To compare the diagnostic accuracy of an artificial intelligence chatbot and clinical experts in vertigo-related diseases and evaluate the ability of the AI chatbot to address vertigo-related issues. 20 clinical questions about vertigo were input to ChatGPT-4o, and three otologists evaluated the responses using a 5-point Likert scale for accuracy, comprehensiveness, clarity, practicality, and credibility. Readability was assessed using Flesch Reading Ease and Flesch-Kincaid Grade Level formulas. The model and two otologists diagnosed 15 outpatient vertigo cases, and the diagnostic accuracy was calculated. The Kruskal-Wallis test, Analysis of Variance (ANOVA), and paired t-test were employed for statistical analysis. ChatGPT-4o scored highest in credibility (4.78). Repeated Measures ANOVA showed that ChatGPT's responses to the 20 questions exhibited statistically significant differences across the five scoring dimensions (F = 2.682, p = 0.038). Readability analysis showed that diagnosis-related outputs were more challenging compared to other types of content. The model's diagnostic accuracy was comparable to a clinician with one year of experience but inferior to a clinician with five years of experience, and the differences in accuracy among the three methods are statistically significant (p = 0.04). ChatGPT-4o shows promise as a supplementary tool for managing vertigo but requires improvements in readability and diagnostic capabilities.

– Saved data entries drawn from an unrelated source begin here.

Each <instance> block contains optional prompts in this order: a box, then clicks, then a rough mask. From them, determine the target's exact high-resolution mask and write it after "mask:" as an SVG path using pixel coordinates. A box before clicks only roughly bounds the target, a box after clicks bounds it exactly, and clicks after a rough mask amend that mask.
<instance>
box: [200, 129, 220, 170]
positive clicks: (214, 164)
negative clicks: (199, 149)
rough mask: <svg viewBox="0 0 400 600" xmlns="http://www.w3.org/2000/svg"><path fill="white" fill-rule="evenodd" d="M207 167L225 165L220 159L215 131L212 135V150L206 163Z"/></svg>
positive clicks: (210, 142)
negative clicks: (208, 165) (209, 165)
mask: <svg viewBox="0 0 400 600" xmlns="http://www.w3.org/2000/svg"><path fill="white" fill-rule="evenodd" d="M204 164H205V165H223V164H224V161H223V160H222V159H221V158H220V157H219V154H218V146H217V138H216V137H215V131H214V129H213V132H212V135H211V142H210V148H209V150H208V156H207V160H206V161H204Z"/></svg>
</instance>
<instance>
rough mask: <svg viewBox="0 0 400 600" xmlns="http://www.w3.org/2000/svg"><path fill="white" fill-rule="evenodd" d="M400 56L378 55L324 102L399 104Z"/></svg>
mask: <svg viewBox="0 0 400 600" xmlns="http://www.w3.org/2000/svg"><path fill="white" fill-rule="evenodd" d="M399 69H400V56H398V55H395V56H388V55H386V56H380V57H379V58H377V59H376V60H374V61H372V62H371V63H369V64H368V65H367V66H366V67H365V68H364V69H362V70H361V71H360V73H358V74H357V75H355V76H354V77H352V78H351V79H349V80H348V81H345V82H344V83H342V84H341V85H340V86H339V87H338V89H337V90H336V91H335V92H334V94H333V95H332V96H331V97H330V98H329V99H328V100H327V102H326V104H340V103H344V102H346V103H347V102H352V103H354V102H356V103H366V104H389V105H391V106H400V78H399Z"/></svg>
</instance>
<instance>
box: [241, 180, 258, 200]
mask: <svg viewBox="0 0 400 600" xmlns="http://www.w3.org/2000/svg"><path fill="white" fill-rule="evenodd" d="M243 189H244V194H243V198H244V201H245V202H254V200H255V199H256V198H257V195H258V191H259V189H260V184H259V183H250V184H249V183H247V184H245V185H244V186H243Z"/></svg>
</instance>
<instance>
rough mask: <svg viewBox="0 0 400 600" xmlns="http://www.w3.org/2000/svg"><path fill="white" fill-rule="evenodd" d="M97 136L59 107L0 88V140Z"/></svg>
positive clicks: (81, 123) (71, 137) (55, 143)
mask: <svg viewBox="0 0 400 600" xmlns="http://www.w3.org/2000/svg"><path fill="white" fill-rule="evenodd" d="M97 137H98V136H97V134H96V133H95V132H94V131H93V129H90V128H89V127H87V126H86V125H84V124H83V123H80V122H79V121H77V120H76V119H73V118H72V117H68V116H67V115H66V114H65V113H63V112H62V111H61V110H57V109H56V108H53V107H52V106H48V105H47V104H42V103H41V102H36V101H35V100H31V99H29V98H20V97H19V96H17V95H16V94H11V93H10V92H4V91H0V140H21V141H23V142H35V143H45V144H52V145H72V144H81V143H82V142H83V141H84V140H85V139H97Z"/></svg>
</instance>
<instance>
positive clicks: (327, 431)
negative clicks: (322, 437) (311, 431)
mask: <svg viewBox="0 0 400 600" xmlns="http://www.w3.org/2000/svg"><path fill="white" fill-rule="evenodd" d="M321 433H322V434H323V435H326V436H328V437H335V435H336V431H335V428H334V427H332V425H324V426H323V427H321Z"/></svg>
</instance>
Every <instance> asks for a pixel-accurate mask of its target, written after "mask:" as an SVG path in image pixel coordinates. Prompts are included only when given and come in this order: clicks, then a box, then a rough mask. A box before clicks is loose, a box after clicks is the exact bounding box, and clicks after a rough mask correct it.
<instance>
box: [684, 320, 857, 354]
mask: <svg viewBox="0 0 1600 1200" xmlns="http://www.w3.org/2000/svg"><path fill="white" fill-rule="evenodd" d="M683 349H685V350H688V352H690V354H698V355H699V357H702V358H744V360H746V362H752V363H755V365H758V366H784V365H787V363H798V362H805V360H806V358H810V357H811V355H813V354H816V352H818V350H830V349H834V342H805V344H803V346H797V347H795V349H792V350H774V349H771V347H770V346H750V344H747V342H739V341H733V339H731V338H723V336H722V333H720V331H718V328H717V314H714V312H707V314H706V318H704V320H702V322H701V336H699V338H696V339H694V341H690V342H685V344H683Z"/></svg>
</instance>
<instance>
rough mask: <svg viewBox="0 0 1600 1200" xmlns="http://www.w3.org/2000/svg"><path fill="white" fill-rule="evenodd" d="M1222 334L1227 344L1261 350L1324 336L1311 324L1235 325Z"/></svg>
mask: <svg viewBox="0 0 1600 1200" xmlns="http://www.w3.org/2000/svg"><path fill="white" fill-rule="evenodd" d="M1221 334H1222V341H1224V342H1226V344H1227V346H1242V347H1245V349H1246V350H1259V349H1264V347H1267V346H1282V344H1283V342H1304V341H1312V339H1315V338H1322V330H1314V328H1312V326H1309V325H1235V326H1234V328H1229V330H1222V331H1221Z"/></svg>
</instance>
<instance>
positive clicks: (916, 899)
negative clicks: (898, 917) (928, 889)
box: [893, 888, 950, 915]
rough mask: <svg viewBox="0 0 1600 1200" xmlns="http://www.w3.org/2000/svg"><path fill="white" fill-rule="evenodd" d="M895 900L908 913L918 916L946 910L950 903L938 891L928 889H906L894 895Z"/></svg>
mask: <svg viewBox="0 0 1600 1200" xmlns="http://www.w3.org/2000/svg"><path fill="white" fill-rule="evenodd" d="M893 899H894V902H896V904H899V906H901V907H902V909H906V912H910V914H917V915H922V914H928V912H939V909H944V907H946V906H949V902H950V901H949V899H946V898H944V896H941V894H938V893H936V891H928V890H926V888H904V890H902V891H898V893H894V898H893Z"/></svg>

比较人工智能聊天机器人和临床专家对眩晕相关疾病的诊断准确性,并评估人工智能聊天机器人解决眩晕相关问题的能力。将20个关于眩晕的临床问题输入ChatGPT-4o,三位耳科医生使用5点李克特量表对回答的准确性、全面性、清晰度、实用性和可信度进行评估。使用弗莱什易读性公式和弗莱什-金凯德年级水平公式评估可读性。该模型和两位耳科医生对15例门诊眩晕病例进行诊断,并计算诊断准确性。采用Kruskal-Wallis检验、方差分析(ANOVA)和配对t检验进行统计分析。ChatGPT-4o在可信度方面得分最高(4.78)。重复测量方差分析表明,ChatGPT对20个问题的回答在五个评分维度上存在统计学显著差异(F = 2.682,p = 0.038)。可读性分析表明,与其他类型的内容相比,与诊断相关的输出更具挑战性。该模型的诊断准确性与有一年经验的临床医生相当,但低于有五年经验的临床医生,三种方法在准确性上的差异具有统计学意义(p = 0.04)。ChatGPT-4o作为管理眩晕的辅助工具显示出前景,但在可读性和诊断能力方面需要改进。